## Introduction

In [None]:
library(tidyverse)
library(broom)




### Preliminary Results
In this section, we will demonstrate that we can read the data from the web and wrangle it into a tidy format. We will also address our primary question with plots and tables.
#### Reading the Data

In [None]:
steam_games <- read_csv('https://raw.githubusercontent.com/DanielZCode/STAT-301-Project/main/games-features-edit.csv') # read_csv on url which responds with the data
head(steam_games) # preview of the data 
nrow(steam_games) # 12624 data points (games)
colnames(steam_games) #variable names
length(colnames(steam_games)) #number of variables == 19


### Wrangling 
In order to correctly use the `ReleaseDate` variable, we will need to convert it from its current character-based format to a numerical value. Although it would be convenient to convert this variable year that the game was released, that would not be a true continuous variable since years are mostly discrete (especially in the case of Steam games, where the data available is fairly recent). Hence, we will need to convert `ReleaseDate` to a continuous variable representing the number of days passed since January 1st, 1970. This is a common representation of time in computers. 

In addition, we will filter the data for missing values, and in particular check that a game's `Metacritic` score is not 0, because that indicates a lack of reviews and an unplayed game. We will also filter only for games that were released after 1970.


In [None]:
steam_games$ReleaseDate <- steam_games$ReleaseDate %>% as.Date(format="%b%d%Y") %>%  as.numeric() #convert dates to days since 1970 (default internal representation) 


steam_games <- steam_games %>% drop_na() %>% filter(Metacritic > 0, ReleaseDate > 0) # filter for more than 0 days passed since 1970, metacritic score > 0


head(steam_games)
nrow(steam_games)



### Exploratory Analysis
In this section we will explore some estimates variables. In addition we will plot visualizations of our reponse variable, `Metacritic`, and its relation to other variables.

First, let us see the distribution of `Metacritic` scores.

In [None]:
options(repr.plot.width = 7, repr.plot.height = 5)

steam_games_metacritic_dist <- steam_games %>% ggplot() +
    geom_histogram(aes(x = Metacritic), bins = 35, color = '#FF00FF') +
    ggtitle('Figure 1: Distribution of Metacritic Scores') +
    labs(x = 'Metacritic Score', y = 'Count')

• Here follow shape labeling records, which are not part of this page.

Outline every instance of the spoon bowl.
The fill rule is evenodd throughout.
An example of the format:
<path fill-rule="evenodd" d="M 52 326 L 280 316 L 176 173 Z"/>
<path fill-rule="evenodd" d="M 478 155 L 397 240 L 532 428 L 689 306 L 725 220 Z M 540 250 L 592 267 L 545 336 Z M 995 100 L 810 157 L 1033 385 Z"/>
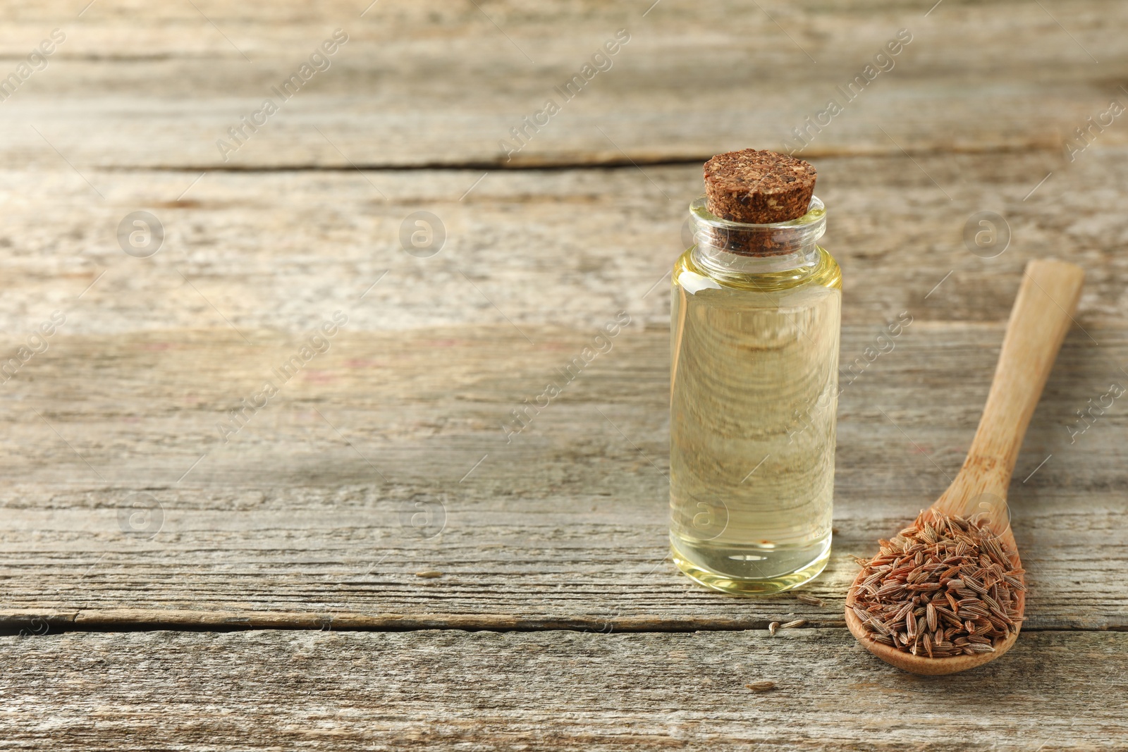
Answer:
<path fill-rule="evenodd" d="M 1022 563 L 1011 531 L 1006 492 L 1030 417 L 1073 321 L 1083 281 L 1084 272 L 1073 264 L 1034 260 L 1026 265 L 968 457 L 955 479 L 928 507 L 935 513 L 984 522 L 1007 552 L 1013 569 L 1021 570 Z M 853 609 L 865 574 L 865 569 L 858 573 L 847 593 L 846 626 L 866 649 L 898 669 L 933 676 L 967 671 L 999 657 L 1019 637 L 1017 631 L 1008 634 L 990 653 L 944 657 L 913 655 L 879 643 Z M 1025 586 L 1023 577 L 1017 578 Z M 1014 621 L 1021 628 L 1026 605 L 1023 590 L 1014 590 L 1013 605 Z"/>

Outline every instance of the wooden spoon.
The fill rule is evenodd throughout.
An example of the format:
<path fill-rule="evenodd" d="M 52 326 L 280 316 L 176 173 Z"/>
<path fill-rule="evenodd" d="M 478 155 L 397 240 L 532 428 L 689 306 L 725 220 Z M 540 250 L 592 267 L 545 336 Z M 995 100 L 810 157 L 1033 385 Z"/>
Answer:
<path fill-rule="evenodd" d="M 992 532 L 1014 552 L 1015 568 L 1021 568 L 1022 564 L 1011 532 L 1006 489 L 1030 416 L 1073 320 L 1084 276 L 1081 267 L 1064 262 L 1034 260 L 1026 265 L 1019 297 L 1011 309 L 1011 320 L 1006 325 L 995 379 L 968 458 L 952 485 L 929 507 L 934 512 L 961 517 L 981 515 Z M 862 573 L 854 580 L 846 598 L 846 625 L 866 649 L 898 669 L 926 675 L 967 671 L 1006 653 L 1019 636 L 1015 632 L 1007 637 L 994 653 L 937 658 L 902 653 L 871 639 L 851 608 L 861 580 Z M 1015 593 L 1015 608 L 1021 618 L 1025 609 L 1022 591 Z"/>

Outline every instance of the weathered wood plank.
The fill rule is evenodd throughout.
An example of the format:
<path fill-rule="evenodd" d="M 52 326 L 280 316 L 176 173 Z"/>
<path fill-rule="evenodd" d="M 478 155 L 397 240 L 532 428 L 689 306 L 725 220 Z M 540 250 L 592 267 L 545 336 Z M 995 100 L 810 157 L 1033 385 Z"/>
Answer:
<path fill-rule="evenodd" d="M 914 322 L 846 387 L 835 557 L 810 590 L 826 609 L 712 594 L 664 560 L 663 330 L 627 326 L 509 443 L 510 410 L 588 331 L 529 327 L 536 346 L 509 325 L 341 331 L 228 443 L 217 424 L 296 340 L 63 337 L 7 384 L 0 413 L 2 602 L 79 626 L 276 625 L 288 611 L 307 627 L 318 614 L 388 628 L 838 623 L 849 555 L 959 468 L 1002 328 Z M 1067 428 L 1121 380 L 1128 343 L 1122 328 L 1089 331 L 1101 345 L 1067 339 L 1012 485 L 1031 629 L 1128 626 L 1128 426 L 1113 407 L 1074 443 Z M 847 327 L 844 364 L 875 335 Z M 159 503 L 159 522 L 122 516 L 135 502 Z"/>
<path fill-rule="evenodd" d="M 823 242 L 844 268 L 847 324 L 881 326 L 901 311 L 916 320 L 1005 320 L 1023 265 L 1047 256 L 1086 268 L 1083 326 L 1128 316 L 1128 219 L 1112 210 L 1128 150 L 1094 147 L 1064 170 L 1029 153 L 916 161 L 927 175 L 904 156 L 817 160 L 818 193 L 830 207 Z M 506 318 L 594 328 L 619 310 L 666 327 L 669 295 L 659 281 L 702 192 L 699 166 L 484 179 L 473 170 L 210 172 L 195 185 L 199 172 L 87 172 L 103 201 L 62 170 L 0 172 L 0 330 L 14 340 L 55 309 L 68 316 L 64 333 L 229 321 L 253 340 L 259 329 L 306 330 L 336 309 L 347 312 L 350 330 Z M 166 231 L 151 258 L 126 256 L 116 237 L 138 210 Z M 400 245 L 405 218 L 420 210 L 446 228 L 430 258 Z M 973 255 L 963 240 L 982 210 L 1010 223 L 1010 247 L 996 258 Z"/>
<path fill-rule="evenodd" d="M 0 638 L 0 747 L 1123 750 L 1128 635 L 1023 634 L 952 676 L 844 629 Z M 802 671 L 796 671 L 796 666 Z M 776 682 L 755 693 L 752 681 Z"/>
<path fill-rule="evenodd" d="M 67 34 L 0 105 L 3 162 L 56 165 L 54 149 L 80 169 L 704 160 L 779 148 L 831 98 L 844 109 L 804 153 L 1060 152 L 1128 78 L 1118 34 L 1128 11 L 1114 0 L 1056 3 L 1052 17 L 1019 1 L 948 2 L 927 17 L 920 3 L 887 1 L 663 2 L 645 17 L 649 2 L 384 0 L 363 17 L 362 1 L 195 5 L 0 12 L 8 70 L 53 27 Z M 337 27 L 350 39 L 331 68 L 292 99 L 273 96 Z M 559 97 L 554 87 L 622 28 L 631 41 L 613 67 Z M 913 42 L 895 67 L 847 100 L 837 87 L 900 28 Z M 267 97 L 280 112 L 221 152 L 217 141 L 237 145 L 228 129 Z M 561 112 L 506 162 L 499 142 L 549 98 Z M 1100 141 L 1128 143 L 1128 129 Z"/>

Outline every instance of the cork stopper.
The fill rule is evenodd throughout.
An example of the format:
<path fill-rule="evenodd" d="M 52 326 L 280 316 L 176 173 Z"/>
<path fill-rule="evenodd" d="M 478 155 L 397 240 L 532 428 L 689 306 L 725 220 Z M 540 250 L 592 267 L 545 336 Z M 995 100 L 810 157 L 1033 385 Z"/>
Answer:
<path fill-rule="evenodd" d="M 817 172 L 802 159 L 741 149 L 705 162 L 705 207 L 732 222 L 767 224 L 807 213 Z"/>

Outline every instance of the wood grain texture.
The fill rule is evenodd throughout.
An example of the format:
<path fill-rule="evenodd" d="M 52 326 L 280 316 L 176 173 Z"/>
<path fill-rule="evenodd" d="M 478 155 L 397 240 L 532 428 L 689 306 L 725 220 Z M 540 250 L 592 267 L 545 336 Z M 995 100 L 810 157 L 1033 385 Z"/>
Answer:
<path fill-rule="evenodd" d="M 1128 313 L 1128 219 L 1110 211 L 1128 150 L 1094 147 L 1064 168 L 1041 153 L 816 163 L 848 325 L 880 328 L 901 311 L 1004 321 L 1024 264 L 1042 257 L 1086 269 L 1086 329 Z M 659 281 L 684 250 L 699 165 L 484 172 L 209 172 L 194 185 L 200 172 L 85 172 L 105 200 L 65 166 L 0 172 L 0 325 L 12 346 L 56 309 L 64 334 L 230 324 L 250 340 L 259 329 L 308 330 L 336 309 L 351 330 L 596 328 L 619 310 L 669 325 Z M 116 237 L 139 210 L 165 228 L 150 258 L 126 256 Z M 421 210 L 447 233 L 430 258 L 400 245 Z M 994 258 L 964 242 L 984 210 L 1010 227 Z M 981 254 L 998 250 L 1003 230 Z"/>
<path fill-rule="evenodd" d="M 161 622 L 139 609 L 236 626 L 284 612 L 305 627 L 316 614 L 388 628 L 839 625 L 849 555 L 872 554 L 959 469 L 1002 328 L 914 322 L 844 374 L 835 556 L 810 589 L 826 609 L 713 594 L 664 560 L 664 330 L 626 327 L 510 442 L 511 410 L 591 333 L 529 327 L 534 346 L 509 325 L 342 331 L 227 443 L 217 424 L 294 342 L 62 338 L 7 384 L 3 602 L 17 625 Z M 1128 627 L 1123 417 L 1067 427 L 1118 378 L 1128 343 L 1089 331 L 1102 345 L 1070 334 L 1012 483 L 1028 629 Z M 847 327 L 843 352 L 862 356 L 875 336 Z M 130 522 L 135 503 L 159 504 L 159 520 Z"/>
<path fill-rule="evenodd" d="M 593 0 L 381 0 L 363 17 L 362 0 L 98 2 L 81 17 L 83 3 L 7 5 L 9 70 L 52 28 L 67 34 L 0 104 L 0 156 L 14 167 L 58 165 L 60 153 L 79 169 L 704 161 L 779 148 L 830 99 L 843 112 L 805 154 L 1056 154 L 1128 79 L 1128 11 L 1114 0 L 949 0 L 927 17 L 889 0 L 662 2 L 645 16 L 650 2 Z M 273 97 L 338 27 L 350 41 L 332 67 L 292 99 Z M 554 87 L 620 28 L 631 42 L 613 67 L 559 97 Z M 847 100 L 838 87 L 901 28 L 913 42 L 895 67 Z M 217 141 L 267 97 L 280 112 L 224 159 Z M 506 161 L 499 142 L 547 99 L 561 112 Z M 1123 145 L 1128 129 L 1099 140 Z"/>
<path fill-rule="evenodd" d="M 1126 643 L 922 678 L 841 629 L 5 637 L 0 749 L 1123 750 Z"/>

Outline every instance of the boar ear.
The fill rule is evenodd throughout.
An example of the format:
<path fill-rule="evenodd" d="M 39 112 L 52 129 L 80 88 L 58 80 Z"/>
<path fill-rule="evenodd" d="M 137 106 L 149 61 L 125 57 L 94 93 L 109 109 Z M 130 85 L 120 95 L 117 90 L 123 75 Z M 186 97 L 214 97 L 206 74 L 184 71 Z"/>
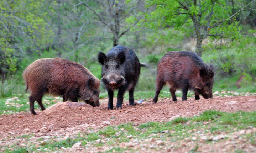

steam_games_metacritic_dist
    

Next, let us plot the relationship of Metacritic Score with the other continous variables.

In [None]:
steam_games_metacritic_releasedate_plot <- steam_games %>% ggplot() +
    geom_point(aes(x = ReleaseDate, y = Metacritic), size = 0.8, alpha = 0.7) +
    ggtitle('Relationship Between Metacritic Score and Release Date of a Game') +
    labs(y = 'Metacritic Score', x = 'Release Date (Number of Days passed since 1970)')
steam_games_metacritic_releasedate_plot

**Figure 1. Metacritic Score vs. Release Date**

In [None]:
steam_games_metacritic_price_plot <- steam_games %>% ggplot() +
    geom_point(aes(x = PriceInitial, y = Metacritic),  size = 0.8, alpha = 0.7) +
    ggtitle('Relationship Between Price of a Game and Metacritic Score') +
    labs(y = 'Metacritic Score', x = 'Price of a Game ($USD)')
steam_games_metacritic_price_plot

**Figure 2. Metacritic Score vs Price**

Below we will compute some estimates of the data.


In [None]:
steam_games_summarized <- steam_games %>% summarize(ReleaseDate_mean = mean(ReleaseDate), 
                                                    ReleaseDate_mean_Date = format(as.Date(ReleaseDate_mean, origin ='1970-01-01'), '%B %d, %Y'),
                                                    Metacritic_mean = mean(Metacritic), 
                                                    RecommendationCount_mean = mean(RecommendationCount),
                                                    PriceInitial_mean = mean(PriceInitial))
steam_games_summarized

**Figure 3. Averages of different variables**

As we can see, the average Metacritic score of a Steam game is approximately **72**, and the average release date was in **November, 2012**. In addition, Steam games have received **4637** recommendations on average, and have a mean price of **$14.86**.